An Irishman's Diary

It's a rough rule of thumb, but when the two verdants of Irish life, the Greens and Sinn Fein, agree on something, I'm agin it…

It's a rough rule of thumb, but when the two verdants of Irish life, the Greens and Sinn Fein, agree on something, I'm agin it - though it's not always easy to work out which side Sinn Fein is actually on. In the US recently, a leading Sinn Feiner visited a prisoner on death row as a gesture of solidarity, because, it seems, Sinn Fein is against the death penalty. I have no words to describe my reaction to this. It is rather like hearing of the Dalai Lama approving of the execution of a few of his monks by the Red Army or of Iran investing in a bacon factory in Tel Aviv. Some names rise to my lips from the nearly 1,800 people the IRA have killed - most recently Eamon Collins, Paul Downey, Charles Bennett and Paul Daly, all of them post-ceasefire murders - and I fall silent.

Military alliances

And now with throbbing temples we hear that Sinn Fein is against the Nice Treaty, because it is in favour of a demilitarised Europe. (You wouldn't have an aspirin there, now, would you?) The other Greens, the sandalled ones, are also against Nice, because they are against large military alliances, and like the Shinners, feel that Nice compromises our neutrality. Well, if it did, I'd be all in favour of it: to have been neutral in the struggle between communism and democracy was no virtue, and to remain "neutral" now simply has no meaning, but is merely a much-touted but empty piety, like octogenarians denouncing vice.

What worries me about Nice and the entire EU project is the vast bureaucracy which is forming at its heart, one which is certain to get bigger and bigger as all of Europe and Turkey become involved. Of course, the idea of being able to move from Warsaw to Dingle without a passport or customs officer rummaging through your knickers is enchanting - provided not too many people want to do it. When the population of the Carpathians decide that they yearn to live in Kilbarrack, the notion of free movement of populations might seem less attractive.

READ MORE

But even if most people choose to stay in their country of origin, there will some emigrants who will be a curse, and who should be loathed and reviled across the broad stretch of the EU, from the Straits of Hercules to the Arctic Circle, from Bantry Bay to the Baltic. They are the Eurocrats, the vastly overpaid nomenklatura who are drawn to the overgorged centre of the EU in Brussels. These are the busybody, interfering fools who decide that cheese may not be made from unpasteurised milk, that pheasants may not be hung in shop windows, that cooked meat products may not be displayed alongside non-meat products.

Vassal states

A free trade area is one thing - we see one developing across the continent of America.

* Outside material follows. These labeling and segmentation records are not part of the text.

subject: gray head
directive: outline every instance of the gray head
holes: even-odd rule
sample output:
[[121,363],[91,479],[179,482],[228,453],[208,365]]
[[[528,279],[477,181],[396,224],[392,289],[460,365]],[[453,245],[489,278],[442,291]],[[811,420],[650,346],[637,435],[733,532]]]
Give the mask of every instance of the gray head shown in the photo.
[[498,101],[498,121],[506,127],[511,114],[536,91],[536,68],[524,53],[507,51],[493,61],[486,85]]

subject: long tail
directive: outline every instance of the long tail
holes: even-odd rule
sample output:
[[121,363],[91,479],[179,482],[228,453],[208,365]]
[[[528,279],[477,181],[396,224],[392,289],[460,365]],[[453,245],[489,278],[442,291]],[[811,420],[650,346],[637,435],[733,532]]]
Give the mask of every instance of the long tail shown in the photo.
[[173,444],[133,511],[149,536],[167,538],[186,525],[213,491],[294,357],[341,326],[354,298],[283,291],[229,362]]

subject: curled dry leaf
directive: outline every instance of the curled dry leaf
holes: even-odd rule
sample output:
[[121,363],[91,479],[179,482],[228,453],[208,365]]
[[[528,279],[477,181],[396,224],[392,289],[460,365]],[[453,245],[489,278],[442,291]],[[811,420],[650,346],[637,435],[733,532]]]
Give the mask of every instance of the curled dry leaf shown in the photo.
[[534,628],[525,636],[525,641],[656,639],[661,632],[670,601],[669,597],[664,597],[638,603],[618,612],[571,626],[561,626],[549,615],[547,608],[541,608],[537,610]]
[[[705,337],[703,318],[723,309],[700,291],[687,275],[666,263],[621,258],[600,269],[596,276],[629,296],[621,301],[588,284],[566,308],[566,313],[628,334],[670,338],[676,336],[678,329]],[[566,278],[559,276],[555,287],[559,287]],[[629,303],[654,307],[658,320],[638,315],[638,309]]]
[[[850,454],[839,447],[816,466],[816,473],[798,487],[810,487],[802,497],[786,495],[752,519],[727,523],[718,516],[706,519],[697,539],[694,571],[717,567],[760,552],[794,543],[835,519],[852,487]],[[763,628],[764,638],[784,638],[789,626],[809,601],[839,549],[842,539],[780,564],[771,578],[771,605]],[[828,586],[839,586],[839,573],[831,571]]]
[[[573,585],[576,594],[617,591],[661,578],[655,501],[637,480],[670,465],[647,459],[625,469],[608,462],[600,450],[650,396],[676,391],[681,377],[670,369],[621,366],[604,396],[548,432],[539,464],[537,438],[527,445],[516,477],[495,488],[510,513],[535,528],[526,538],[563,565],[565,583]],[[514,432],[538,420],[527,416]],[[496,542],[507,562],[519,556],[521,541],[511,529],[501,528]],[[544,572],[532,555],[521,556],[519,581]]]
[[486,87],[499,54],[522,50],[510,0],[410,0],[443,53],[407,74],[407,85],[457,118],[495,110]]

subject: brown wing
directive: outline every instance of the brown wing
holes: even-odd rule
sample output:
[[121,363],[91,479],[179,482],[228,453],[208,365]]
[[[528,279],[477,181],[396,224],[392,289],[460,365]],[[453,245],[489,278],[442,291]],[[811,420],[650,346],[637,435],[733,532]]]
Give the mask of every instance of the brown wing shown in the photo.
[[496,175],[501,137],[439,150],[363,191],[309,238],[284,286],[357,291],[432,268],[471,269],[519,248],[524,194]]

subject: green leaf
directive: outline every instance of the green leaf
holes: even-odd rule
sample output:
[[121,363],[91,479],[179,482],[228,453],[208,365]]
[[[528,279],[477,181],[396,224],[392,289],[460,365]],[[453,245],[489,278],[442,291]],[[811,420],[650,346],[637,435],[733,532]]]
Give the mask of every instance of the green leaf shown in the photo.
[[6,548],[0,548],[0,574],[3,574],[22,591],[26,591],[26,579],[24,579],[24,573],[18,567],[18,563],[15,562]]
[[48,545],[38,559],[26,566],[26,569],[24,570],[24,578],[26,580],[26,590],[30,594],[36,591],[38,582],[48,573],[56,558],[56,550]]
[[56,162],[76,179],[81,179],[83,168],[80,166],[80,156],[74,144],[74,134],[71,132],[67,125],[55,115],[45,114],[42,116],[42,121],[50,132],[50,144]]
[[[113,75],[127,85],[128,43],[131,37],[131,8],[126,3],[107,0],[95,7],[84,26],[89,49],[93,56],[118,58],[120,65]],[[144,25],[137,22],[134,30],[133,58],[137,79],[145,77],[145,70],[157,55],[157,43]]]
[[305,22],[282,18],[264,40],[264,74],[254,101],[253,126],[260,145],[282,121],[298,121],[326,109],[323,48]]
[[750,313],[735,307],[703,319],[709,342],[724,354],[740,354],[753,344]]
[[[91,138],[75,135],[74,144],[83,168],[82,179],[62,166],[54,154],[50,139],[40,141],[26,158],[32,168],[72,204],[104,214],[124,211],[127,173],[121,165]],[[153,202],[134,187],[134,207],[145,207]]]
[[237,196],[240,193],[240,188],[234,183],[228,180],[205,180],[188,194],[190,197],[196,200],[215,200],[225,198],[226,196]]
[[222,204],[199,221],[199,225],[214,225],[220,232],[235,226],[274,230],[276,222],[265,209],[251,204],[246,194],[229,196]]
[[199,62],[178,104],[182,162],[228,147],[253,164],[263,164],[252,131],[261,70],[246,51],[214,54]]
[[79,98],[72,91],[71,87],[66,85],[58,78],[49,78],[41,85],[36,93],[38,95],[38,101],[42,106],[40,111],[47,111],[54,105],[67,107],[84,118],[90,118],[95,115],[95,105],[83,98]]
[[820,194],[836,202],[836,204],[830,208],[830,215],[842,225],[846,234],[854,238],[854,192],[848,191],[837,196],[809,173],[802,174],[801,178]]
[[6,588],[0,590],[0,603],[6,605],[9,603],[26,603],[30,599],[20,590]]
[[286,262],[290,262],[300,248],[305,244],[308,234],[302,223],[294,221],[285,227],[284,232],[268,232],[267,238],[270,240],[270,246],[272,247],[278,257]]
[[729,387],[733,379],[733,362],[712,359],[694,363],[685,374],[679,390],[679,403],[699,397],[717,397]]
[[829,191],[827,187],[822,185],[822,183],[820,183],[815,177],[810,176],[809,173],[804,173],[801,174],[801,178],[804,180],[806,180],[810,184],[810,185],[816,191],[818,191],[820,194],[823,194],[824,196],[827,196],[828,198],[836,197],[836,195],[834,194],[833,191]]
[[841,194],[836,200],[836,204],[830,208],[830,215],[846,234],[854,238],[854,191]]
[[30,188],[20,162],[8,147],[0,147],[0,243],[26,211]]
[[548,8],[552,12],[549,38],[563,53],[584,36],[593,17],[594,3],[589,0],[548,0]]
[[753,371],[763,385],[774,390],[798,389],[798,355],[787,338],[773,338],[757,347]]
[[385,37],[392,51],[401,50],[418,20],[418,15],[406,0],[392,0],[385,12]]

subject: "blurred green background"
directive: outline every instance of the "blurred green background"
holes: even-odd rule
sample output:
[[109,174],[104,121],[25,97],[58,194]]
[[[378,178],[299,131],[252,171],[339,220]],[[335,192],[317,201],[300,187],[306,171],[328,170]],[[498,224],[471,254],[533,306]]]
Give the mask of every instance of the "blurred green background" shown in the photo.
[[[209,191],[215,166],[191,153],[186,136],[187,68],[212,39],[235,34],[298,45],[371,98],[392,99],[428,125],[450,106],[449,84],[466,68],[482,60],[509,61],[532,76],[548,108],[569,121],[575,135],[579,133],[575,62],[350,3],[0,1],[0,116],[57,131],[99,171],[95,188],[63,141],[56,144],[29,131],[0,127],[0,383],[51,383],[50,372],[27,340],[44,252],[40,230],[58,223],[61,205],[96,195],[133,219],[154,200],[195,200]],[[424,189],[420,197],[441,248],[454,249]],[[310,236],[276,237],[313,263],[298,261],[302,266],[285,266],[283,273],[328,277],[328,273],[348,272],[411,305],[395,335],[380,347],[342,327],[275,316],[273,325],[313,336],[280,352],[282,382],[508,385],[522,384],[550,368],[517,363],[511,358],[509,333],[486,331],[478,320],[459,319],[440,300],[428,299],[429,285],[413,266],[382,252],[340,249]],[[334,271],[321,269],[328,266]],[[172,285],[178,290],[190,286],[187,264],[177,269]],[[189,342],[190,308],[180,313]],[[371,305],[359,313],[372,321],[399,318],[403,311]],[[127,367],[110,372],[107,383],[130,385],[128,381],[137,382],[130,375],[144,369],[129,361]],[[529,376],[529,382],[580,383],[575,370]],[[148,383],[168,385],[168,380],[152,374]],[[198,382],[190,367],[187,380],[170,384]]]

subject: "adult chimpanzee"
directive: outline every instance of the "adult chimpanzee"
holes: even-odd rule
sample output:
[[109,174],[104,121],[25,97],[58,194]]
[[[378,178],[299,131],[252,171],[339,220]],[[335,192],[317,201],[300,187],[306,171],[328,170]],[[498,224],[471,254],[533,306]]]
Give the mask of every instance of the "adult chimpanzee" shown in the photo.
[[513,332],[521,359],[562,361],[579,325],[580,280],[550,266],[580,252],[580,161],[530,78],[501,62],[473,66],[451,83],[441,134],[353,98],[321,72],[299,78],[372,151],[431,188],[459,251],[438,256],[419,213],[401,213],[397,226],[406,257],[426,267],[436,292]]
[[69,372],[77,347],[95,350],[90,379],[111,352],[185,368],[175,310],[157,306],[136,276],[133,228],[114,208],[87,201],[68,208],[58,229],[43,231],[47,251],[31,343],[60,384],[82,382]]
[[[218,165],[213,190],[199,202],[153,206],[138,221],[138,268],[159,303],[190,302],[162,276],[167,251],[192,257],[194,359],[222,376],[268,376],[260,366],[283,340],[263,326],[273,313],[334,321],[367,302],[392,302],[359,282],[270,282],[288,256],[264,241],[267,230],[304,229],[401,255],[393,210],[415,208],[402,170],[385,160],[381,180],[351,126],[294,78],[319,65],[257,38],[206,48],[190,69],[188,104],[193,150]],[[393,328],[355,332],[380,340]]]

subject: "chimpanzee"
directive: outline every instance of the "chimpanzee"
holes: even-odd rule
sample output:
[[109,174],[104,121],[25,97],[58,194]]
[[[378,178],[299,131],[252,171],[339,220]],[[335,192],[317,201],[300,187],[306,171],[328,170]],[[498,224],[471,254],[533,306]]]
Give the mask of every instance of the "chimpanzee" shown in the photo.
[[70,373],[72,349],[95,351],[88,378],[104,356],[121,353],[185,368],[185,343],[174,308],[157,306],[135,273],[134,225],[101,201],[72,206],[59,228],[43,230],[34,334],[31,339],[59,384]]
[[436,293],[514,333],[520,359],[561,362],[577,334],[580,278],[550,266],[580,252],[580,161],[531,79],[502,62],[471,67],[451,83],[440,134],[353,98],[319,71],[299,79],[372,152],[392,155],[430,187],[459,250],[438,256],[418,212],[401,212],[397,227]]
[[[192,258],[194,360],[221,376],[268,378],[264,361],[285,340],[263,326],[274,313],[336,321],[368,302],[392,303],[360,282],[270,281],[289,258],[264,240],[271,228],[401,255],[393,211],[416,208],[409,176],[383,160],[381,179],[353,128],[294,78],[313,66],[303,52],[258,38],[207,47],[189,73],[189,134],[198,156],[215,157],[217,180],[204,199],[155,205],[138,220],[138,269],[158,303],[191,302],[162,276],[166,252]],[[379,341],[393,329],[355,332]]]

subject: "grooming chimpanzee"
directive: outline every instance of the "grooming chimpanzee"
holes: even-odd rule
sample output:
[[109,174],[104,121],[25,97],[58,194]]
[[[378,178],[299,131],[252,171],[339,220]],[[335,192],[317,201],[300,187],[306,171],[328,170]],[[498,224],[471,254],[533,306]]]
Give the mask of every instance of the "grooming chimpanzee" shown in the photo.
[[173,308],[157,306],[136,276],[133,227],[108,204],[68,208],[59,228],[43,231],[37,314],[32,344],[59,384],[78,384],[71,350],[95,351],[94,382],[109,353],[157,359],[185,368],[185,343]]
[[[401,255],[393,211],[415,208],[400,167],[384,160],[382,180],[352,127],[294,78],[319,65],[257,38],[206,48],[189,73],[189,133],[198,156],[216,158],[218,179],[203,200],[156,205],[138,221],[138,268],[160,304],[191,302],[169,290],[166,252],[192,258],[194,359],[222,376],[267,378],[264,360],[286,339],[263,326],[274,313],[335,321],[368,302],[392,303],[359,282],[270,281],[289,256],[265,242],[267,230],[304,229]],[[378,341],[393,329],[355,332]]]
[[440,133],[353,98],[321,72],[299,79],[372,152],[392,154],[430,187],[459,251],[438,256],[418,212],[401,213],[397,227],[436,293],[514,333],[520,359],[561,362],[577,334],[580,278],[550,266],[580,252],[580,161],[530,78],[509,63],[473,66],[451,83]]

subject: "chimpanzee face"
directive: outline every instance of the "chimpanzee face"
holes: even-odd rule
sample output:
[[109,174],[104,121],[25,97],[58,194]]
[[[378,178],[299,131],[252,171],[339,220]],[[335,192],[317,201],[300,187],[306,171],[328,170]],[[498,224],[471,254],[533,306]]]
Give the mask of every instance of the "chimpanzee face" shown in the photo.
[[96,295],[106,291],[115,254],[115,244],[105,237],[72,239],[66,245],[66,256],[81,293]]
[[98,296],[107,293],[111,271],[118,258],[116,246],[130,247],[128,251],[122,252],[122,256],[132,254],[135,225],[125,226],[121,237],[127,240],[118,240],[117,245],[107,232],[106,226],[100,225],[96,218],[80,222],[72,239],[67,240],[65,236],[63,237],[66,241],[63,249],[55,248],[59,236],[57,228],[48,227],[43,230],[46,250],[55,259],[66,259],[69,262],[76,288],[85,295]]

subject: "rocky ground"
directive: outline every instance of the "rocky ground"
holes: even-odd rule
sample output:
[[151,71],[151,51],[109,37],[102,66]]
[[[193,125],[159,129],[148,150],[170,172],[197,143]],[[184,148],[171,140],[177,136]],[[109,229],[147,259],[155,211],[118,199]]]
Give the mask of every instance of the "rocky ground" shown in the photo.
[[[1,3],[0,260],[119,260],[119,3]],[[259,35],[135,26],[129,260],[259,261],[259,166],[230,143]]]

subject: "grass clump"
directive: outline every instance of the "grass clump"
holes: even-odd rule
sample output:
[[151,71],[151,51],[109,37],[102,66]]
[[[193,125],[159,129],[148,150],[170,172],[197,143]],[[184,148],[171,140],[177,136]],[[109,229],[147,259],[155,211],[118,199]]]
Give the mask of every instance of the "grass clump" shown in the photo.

The European Union is something else entirely. I read Liz O'Donnell's impassioned and eloquent defence of Nice last week with interest; if it were merely what she says it is, and what she clearly thinks it is, an enlargement of the union to encompass former communist vassal states such as Poland, Bulgaria and so on, I would raise no objection. My concern is the creation of a central bureaucracy which is either outside the control of any state or, perhaps even worse, which could be subject to the control of one or two powerful states within the Union, most obviously France and Germany, both of which have historic pan-European missions.

Any discussion about this historic truth is still-born in Ireland because of our desire to be better and more enthusiastic Europeans than the British. Europhilia is almost an Irish badge of identity, and to wonder whether or not the historical forces which once drove Germany and France are quite as extinct as Euro-enthusiasts maintain is an unmentionable heresy. Yet we know from our own history that certain traditions remain invisibly vibrant and powerful within our political culture, though clothed in the raiments of modernity, as the popularity of Sinn Fein among young people in the Republic testifies.

So merely the heartfelt and genuine assurance from the governments of Paris and Berlin that they are not set on turning the European Union into a new Empire is not enough. I believe them. But those elected to power tomorrow might represent traditions which are not evident in government today; and if some future politicians, who are driven by more atavistic urges than today's, have control of these mighty pan-European institutions with power over our laws and our resources, might they not manipulate them for their own ends, with us powerless to halt them? A benign institution can with mere cellular manipulation become a highly malignant one, as any oncologist can tell you.

Non-nation state

But even without the reemergence of ancient historical forces in France and Germany, and even allowing their their agendas remain open and democratic, there remains this other mighty non-nation imperial state in Brussels. It is growing almost unchecked because those who might limit that growth, the elected politicians of Europe, are themselves devotees of the European Project: who seeks to be an MEP who wishes to close down the EU?

And what power will reside there when its governance reaches from Anatolia to the Skaggerack, from Malta to Malin Head? It worries me. Yet there remains one powerful reason for voting for Nice: the opposition to it from the Shinners and Sandals. If Bono's against it too, then my mind's made up: I'm voting yes.